Academic work
- Institutions: Massey University

= Veronica Tawhai =

New Zealand academic

Veronica Makere Hupane Tawhai is a New Zealand academic and an associate professor at Massey University.

== Early life and education ==

Tawhai identifies her heritage as Māori, British and Irish. She affiliates with the Māori nations Ngāti Uepohatu and Ngāti Porou. She grew up in Palmerston North and spent time also in Mahora near Ruatorea.

Tawhai has a Bachelor of Arts from Massey University where she majored in social policy and Māori studies. Mason Durie was leading Māori studies at that time. She went on to complete a Master of Education (2007) and a Doctor of Philosophy (2020). Tawhai's PhD included research on 'citizenship education in settler colonial societies'.

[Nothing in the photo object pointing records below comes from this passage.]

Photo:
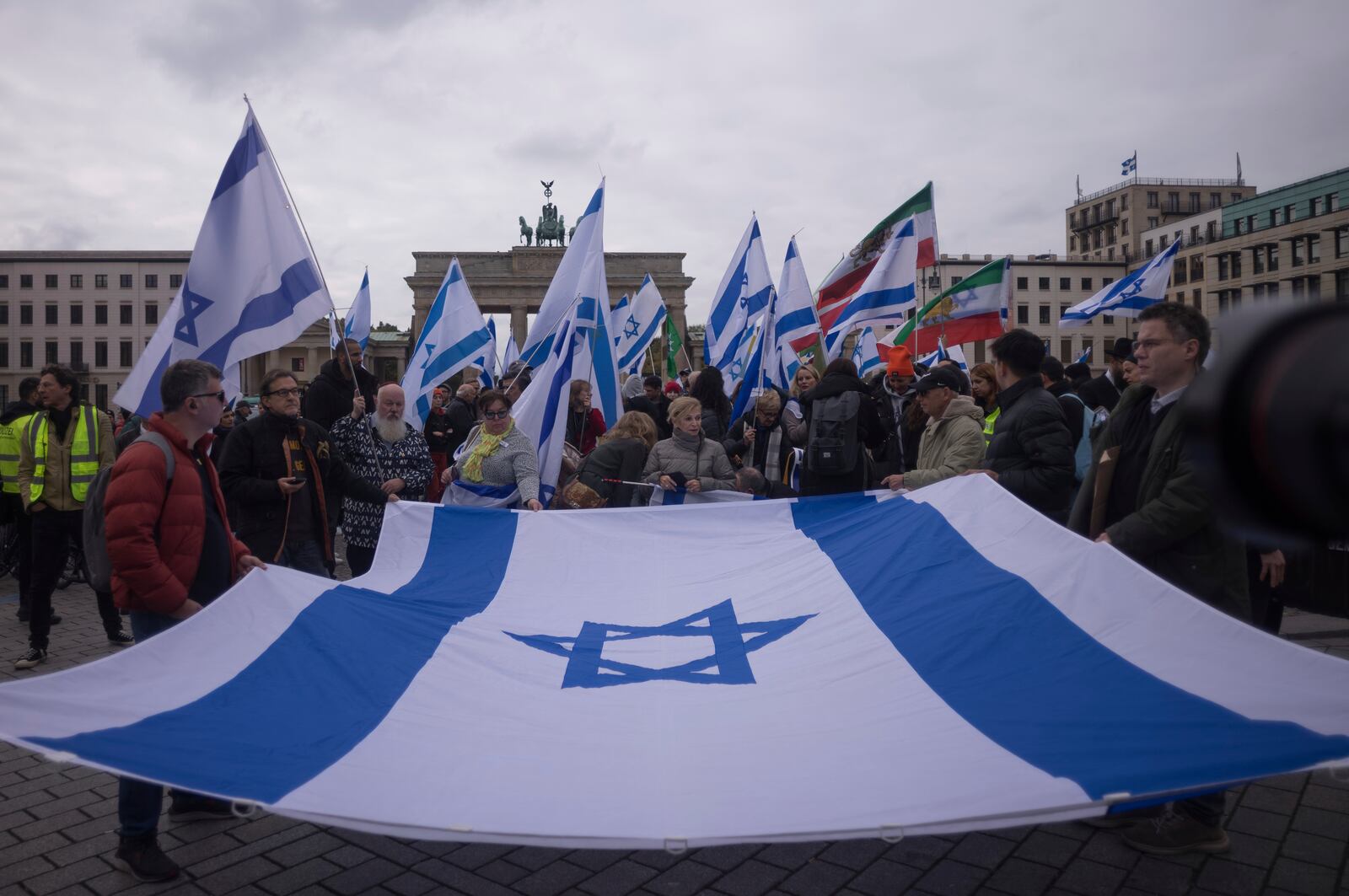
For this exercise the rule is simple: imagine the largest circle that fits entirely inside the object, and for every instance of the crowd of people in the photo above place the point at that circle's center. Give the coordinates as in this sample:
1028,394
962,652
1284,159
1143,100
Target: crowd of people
1105,456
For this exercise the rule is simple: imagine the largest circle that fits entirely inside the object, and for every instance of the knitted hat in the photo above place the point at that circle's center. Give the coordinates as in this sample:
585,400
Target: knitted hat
900,362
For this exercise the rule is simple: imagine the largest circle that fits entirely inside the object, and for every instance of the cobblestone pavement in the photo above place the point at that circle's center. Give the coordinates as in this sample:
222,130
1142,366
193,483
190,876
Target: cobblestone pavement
57,830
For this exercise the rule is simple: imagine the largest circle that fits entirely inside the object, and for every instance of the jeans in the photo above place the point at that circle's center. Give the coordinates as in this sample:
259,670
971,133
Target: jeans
307,557
139,803
53,534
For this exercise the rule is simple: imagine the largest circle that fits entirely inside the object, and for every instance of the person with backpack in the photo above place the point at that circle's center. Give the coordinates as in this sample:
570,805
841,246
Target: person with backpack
841,422
61,451
172,554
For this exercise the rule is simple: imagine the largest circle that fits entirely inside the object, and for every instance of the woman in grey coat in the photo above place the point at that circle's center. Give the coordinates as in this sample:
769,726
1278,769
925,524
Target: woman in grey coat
497,453
701,460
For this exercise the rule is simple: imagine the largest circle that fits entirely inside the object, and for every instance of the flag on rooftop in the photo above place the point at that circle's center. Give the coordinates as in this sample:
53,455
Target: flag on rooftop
251,287
760,695
1130,294
849,274
452,336
739,300
968,312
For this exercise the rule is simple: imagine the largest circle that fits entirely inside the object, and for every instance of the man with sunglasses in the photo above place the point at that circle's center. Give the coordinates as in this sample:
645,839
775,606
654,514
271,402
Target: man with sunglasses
61,449
172,554
287,480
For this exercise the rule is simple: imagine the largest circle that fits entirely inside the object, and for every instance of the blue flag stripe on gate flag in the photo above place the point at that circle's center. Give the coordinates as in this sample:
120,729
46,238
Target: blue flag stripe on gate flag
251,740
1012,666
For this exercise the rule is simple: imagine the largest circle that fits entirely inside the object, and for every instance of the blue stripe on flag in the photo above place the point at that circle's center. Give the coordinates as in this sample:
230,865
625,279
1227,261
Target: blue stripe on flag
251,740
1018,669
242,159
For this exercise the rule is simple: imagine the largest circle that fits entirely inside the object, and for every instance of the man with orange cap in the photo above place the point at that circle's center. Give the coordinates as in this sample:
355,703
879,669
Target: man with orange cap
900,413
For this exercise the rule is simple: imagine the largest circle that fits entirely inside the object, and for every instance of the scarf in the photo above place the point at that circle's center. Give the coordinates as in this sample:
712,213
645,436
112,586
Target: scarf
485,446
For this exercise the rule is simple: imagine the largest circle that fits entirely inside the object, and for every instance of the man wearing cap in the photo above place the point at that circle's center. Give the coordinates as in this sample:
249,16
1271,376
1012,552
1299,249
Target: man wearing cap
953,440
901,417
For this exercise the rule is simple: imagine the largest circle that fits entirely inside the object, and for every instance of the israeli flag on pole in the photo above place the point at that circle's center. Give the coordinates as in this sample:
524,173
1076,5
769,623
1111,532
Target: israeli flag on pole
560,297
357,319
637,325
452,336
739,300
251,287
1130,294
773,691
865,354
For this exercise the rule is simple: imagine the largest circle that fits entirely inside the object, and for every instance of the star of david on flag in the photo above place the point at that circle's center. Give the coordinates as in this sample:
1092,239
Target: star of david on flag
728,663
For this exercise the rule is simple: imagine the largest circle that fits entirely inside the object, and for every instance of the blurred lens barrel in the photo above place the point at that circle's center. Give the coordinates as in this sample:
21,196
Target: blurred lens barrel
1270,422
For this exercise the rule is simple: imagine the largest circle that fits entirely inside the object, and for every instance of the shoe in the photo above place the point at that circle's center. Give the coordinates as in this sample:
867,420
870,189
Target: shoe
33,657
1173,833
143,860
1126,818
193,807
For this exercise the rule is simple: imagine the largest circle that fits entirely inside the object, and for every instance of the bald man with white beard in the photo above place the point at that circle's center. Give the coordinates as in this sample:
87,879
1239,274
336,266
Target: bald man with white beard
384,451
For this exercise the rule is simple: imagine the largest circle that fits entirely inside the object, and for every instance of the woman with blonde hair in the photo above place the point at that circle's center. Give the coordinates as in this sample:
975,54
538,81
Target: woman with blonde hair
688,459
621,455
793,417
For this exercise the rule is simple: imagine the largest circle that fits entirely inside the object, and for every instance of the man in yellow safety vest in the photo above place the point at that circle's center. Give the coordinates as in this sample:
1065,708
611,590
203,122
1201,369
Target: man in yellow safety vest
61,449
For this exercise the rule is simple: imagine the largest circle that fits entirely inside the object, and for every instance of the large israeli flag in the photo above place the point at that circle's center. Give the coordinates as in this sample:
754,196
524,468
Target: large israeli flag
452,336
251,285
739,300
1130,294
1000,673
637,325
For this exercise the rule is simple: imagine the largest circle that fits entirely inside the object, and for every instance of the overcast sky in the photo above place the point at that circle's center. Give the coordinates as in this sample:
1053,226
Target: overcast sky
406,126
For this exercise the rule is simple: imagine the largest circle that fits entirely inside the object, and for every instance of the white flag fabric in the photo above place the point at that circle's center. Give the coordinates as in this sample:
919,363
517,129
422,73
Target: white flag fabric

Tawhai was the president of the Māori Student Union at university. Tawhai was a founder of Te Ata Kura (Society for Conscientisation), a political education group where mentors included Moana Jackson and Mereana Pitman.

==Career==

Tawhai started at Massey University as a lecturer in 2008. She is now an associate professor and lectures in policy and politics at Te Pūtahi a Toi and is Pūkenga Tiriti (Tiriti Capability Lead). In the role of Pūkenga Tiriti, Tawhai was appointed in 2022 and is leading a project in the university for new standards in 'Te Tiriti o Waitangi analysis, practice and implementation across all areas of the university'.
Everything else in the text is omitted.